Anja Schlicht
Anja Schlicht

Redaktionsleitung

Krankenkassen Zusatzbeitrag 2017 bleibt stabil

Der Krankenkassen Zusatzbeitrag wird 2017 stabil bleiben. Dies geht aus den Prognosen des Schätzerkreises der gesetzlichen Krankenversicherung (GKV) zur Finanzlage der Kassen hervor, die heute veröffentlicht wurden. Obwohl der durchschnittliche Zusatzbeitrag 2017 nicht steigen wird, sind Beitragsanpassungen bei den Krankenkassen dennoch möglich.

Wie hoch der Krankenkassen Zusatzbeitrag 2017 für gesetzlich Krankenversicherte voraussichtlich sein, wurde heute auf Grundlage der neuesten Prognose des GKV-Schätzerkreises bekannt gegeben. Demnach wird er im kommenden Jahr nicht steigen und auf dem Niveau von 1,1 Prozent verharren. Insgesamt beläuft sich der Beitragssatz für den gesetzlichen Krankenversicherungsschutz somit im Schnitt unverändert auf 15,7 Prozent. Es ist zu erwarten, dass das Bundesgesundheitsministerium wie in den Vorjahren der Schätzung der Experten folgen wird.

Da der durchschnittliche Zusatzbeitrag für Krankenkassen nicht verbindlich ist, kann es trotz der angestrebten Beitragsstabilität zu deutlichen Beitragsanpassungen für Versicherte kommen. So hat beispielsweise die Securvita erst in diesem Monat ihren Zusatzbeitrag von 1,1 Prozent auf 1,4 Prozent erhöht. Bereits jetzt liegt etwa jede sechste Krankenkasse mit ihrem Zusatzbeitrag über dem Durchschnitt, darunter Viactiv (1,7 Prozent), DAK-Gesundheit (1,5 Prozent), AOK Rheinland/Hamburg, IKK classic (beide 1,4 Prozent), SBK (1,3 Prozent) und KKH (1,2 Prozent).

Update 02. Januar 2017: Mittlerweile steht bei 26 Krankenkassen fest, dass sie ihre Krankenkassenbeiträge 2017 erhöhen. Mit dem Krankenkassen Vergleichsrechner können Versicherte schnell überprüfen, welche Kasse in ihrer Region die günstigste ist.

Krankenkassen Zusatzbeitrag: Aufgeschobene Beitragserhöhung

Ursprünglich ging der GKV-Spitzenverband von einer Anpassung des Zusatzbeitrags 2017 auf 1,4 Prozent aus. Dass es dazu nun nicht kommt, liegt einerseits an den 1,5 Milliarden Euro, die Gesundheitsminister Hermann Gröhe (CDU) den Kassen als zusätzliche Finanzspritze versprochen hat.

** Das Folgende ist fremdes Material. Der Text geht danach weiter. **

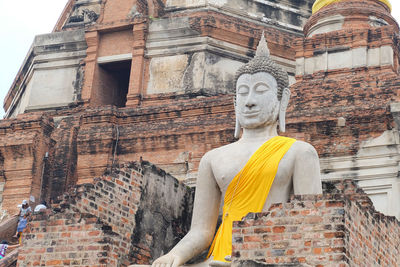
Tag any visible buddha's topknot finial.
[235,31,289,100]
[256,31,270,57]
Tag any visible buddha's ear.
[233,96,241,139]
[279,88,290,133]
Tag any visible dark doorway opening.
[99,60,131,107]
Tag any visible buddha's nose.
[246,102,255,109]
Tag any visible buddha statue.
[147,34,322,267]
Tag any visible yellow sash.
[208,136,296,262]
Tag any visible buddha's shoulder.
[203,142,240,160]
[288,140,318,158]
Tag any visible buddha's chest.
[212,150,293,195]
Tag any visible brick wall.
[0,114,54,215]
[18,162,193,267]
[233,180,400,266]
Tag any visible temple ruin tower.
[0,0,314,217]
[287,0,400,218]
[0,0,400,220]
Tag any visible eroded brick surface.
[18,162,193,266]
[233,180,400,266]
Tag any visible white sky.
[0,0,400,118]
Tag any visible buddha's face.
[236,72,279,129]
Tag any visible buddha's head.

Andererseits entwickelt sich der Arbeitsmarkt sehr gut, auch die Rücklagen der Krankenkassen sind zuletzt auf über 15 Milliarden Euro gestiegen.

Kritiker wie IG-Metall-Vorstandsmitglied Hans-Jürgen Urban halten die zusätzlichen Milliarden für die Kassen allerdings für bedenklich. „Das Kalkül ist offenbar, sich eine weitere Debatte über den Zusatzbeitrag im Wahljahr vom Hals zu halten“, erläutert Urban der dpa. Der Anstieg der Krankenkassenbeiträge würde lediglich aufgeschoben. „Statt sich mit wahltaktischen Manövern aufzuhalten, sollte das zuständige Ministerium endlich die Finanzierung der Krankenkassen auf eine gerechte und nachhaltige Grundlage stellen.“ Bisher fällt der Zusatzbeitrag komplett zulasten der Arbeitnehmer. Arbeitgeber beteiligen sich nur mit 7,3 Prozent am Beitrag.